I suspect the number is now closer to 50-60% of US based telephony records within the US (remember, on almost all international traffic, there should be near duplication, because they’re collecting that at scale offshore), but there’s also VOIP and other forms of “calls” and texts that they’re not getting, which is how you get down to the intentionally alarmist 20%. One reason I think Comey’s going after Apple is because iMessage is being carved out, and Verizon is already pissed, so he needs to find a way to ensure that Apple doesn’t get a competitive advantage over Verizon by going through WiFi that may not be available to Verizon because it is itself the backbone. But if you lose both Verizon’s cell traffic AND any cell traffic they carry, you lose a ton of traffic.
That gets you to the import of the FBI contract. It is a current business purpose of AT&T and Sprint to create a database that they can charge the FBI to use to do additional searching, including location data and burner phones and the like. AT&T’s version of this is probably Hemisphere right now (thus, in FBI-speak, TCAU would be Hemisphere), meaning they also get DEA and other agencies to pay for it. In that business purpose, the FBI is a customer of AT&T and Sprint’s business decision to create its own version of the NSA’s database, including all its calls as well as things like location data the FBI can get so on individualized basis.
Verizon used to choose to pursue this business (this is the significance, I think, of the government partially relying on a claim to voluntary production, per Kris). In 2009, they changed their business approach and stopped doing that. So they no longer have a business need to create and keep a database of all its phone records.
What they do still have are SS7 routing records of all traffic on their backbone, which they need to route calls through their networks (which is what AT&T uses to build their database). That’s the business record they use to respond to their daily obligations.
But there seem to be two likely reasons why the FISC can’t force Verizon to alter those SS7 records, stripping the CSLI before delivering it to the government. First, there is no means to compensate the providers under Section 215. That clearly indicates Congress had no plan to ask providers to provide all their records on a daily basis. But without compensation, you can’t ask the providers to do a lot of tweaking.
The other problem is if you’re asking the providers to create a record, then you’re getting away from the Third Party doctrine, aren’t you? In any case, the government and judges have repeated over and over, they can only get existing business records the providers already have. Asking Verizon to do a bunch to tweak those records turns it into a database that Verizon has created not for its own business purpose, but to fulfill the government’s spying demands.
I think this is the underlying point of Woods’ testimony where he made it clear Verizon had no intent of playing Intelligence agent for the government. Verizon seems to have made it very clear they will challenge any order to go back into the spying for the government business (all the more so after losing some German business because of too-close ties to the USG). And since Verizon is presumably now doing this for relatively free (since 2009, as opposed to AT&T and Sprint, who are still getting paid via their FBI contract), the government has far less ability to make demands.

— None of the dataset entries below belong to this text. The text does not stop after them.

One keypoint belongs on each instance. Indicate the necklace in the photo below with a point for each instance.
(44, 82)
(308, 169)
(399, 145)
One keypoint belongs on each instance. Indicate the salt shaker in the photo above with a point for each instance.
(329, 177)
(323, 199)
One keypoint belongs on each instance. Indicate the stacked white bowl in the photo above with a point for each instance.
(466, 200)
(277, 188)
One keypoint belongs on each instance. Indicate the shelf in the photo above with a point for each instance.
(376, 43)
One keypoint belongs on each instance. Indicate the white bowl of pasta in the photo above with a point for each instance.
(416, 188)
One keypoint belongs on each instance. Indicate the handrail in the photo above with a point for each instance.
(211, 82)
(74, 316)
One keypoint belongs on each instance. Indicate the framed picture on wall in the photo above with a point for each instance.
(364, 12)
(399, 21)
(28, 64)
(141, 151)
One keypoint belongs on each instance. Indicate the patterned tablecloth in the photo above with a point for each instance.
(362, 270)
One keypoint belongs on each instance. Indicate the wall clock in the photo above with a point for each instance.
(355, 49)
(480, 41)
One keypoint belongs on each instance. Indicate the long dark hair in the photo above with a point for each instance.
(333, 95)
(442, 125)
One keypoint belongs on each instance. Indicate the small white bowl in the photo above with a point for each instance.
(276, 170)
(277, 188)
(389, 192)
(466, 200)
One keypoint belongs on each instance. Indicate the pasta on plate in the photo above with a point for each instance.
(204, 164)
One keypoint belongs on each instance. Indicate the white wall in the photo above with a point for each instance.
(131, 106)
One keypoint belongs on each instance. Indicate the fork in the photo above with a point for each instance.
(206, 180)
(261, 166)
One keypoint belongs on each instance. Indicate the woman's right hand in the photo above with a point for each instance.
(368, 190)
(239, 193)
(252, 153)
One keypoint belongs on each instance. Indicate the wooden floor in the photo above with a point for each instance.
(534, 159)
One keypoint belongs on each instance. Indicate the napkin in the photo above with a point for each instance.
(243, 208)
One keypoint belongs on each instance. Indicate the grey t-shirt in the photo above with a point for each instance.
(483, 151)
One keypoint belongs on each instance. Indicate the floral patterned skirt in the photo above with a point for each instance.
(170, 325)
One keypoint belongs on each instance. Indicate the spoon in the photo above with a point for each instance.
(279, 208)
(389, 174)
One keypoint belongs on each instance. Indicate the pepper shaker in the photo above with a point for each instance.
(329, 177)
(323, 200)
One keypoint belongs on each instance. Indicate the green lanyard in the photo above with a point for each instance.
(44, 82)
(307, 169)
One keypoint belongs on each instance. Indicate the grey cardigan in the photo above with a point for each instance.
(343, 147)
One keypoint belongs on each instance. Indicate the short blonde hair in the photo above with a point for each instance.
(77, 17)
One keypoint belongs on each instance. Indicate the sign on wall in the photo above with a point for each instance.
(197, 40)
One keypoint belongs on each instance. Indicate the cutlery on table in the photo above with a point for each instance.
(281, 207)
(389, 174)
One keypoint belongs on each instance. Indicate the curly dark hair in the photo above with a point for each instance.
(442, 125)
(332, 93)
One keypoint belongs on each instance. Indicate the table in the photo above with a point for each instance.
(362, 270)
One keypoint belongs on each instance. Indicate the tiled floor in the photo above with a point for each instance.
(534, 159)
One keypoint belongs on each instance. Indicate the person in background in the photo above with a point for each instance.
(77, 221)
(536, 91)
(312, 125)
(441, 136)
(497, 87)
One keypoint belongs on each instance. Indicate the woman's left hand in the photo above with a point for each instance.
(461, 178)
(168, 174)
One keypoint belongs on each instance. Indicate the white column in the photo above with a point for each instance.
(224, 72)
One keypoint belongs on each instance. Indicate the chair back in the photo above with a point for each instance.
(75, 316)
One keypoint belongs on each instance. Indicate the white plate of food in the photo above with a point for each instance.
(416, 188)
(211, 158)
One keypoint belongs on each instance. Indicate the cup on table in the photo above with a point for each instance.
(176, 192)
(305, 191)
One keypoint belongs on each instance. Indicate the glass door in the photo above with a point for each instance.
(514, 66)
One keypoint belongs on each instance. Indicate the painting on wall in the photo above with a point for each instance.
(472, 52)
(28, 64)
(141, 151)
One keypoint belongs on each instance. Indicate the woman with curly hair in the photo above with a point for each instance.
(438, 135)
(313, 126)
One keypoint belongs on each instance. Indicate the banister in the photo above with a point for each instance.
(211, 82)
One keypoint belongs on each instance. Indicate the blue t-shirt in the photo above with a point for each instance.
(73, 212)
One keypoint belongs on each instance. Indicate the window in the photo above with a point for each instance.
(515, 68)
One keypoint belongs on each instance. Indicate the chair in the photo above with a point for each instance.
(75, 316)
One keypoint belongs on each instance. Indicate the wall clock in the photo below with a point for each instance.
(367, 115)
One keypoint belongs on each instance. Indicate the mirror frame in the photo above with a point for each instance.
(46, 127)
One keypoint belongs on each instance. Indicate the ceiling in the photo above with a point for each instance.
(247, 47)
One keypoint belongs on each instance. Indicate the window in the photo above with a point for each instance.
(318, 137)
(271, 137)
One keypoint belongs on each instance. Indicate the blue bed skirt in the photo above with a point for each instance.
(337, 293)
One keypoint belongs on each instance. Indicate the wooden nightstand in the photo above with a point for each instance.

This is also where I think the cost from getting complete coverage comes from. You have to pay provider sufficiently such that they are really doing the database-keeping voluntarily, which presumably gets it well beyond reasonable cost compensation.
Update: One final point (and it’s a point William Ockham made a billion years ago). The foreign data problem Verizon had starting in 2009 would be completely consistent with a shift from database production to SS7 production, because SS7 records are going to have everything that transits the circuit.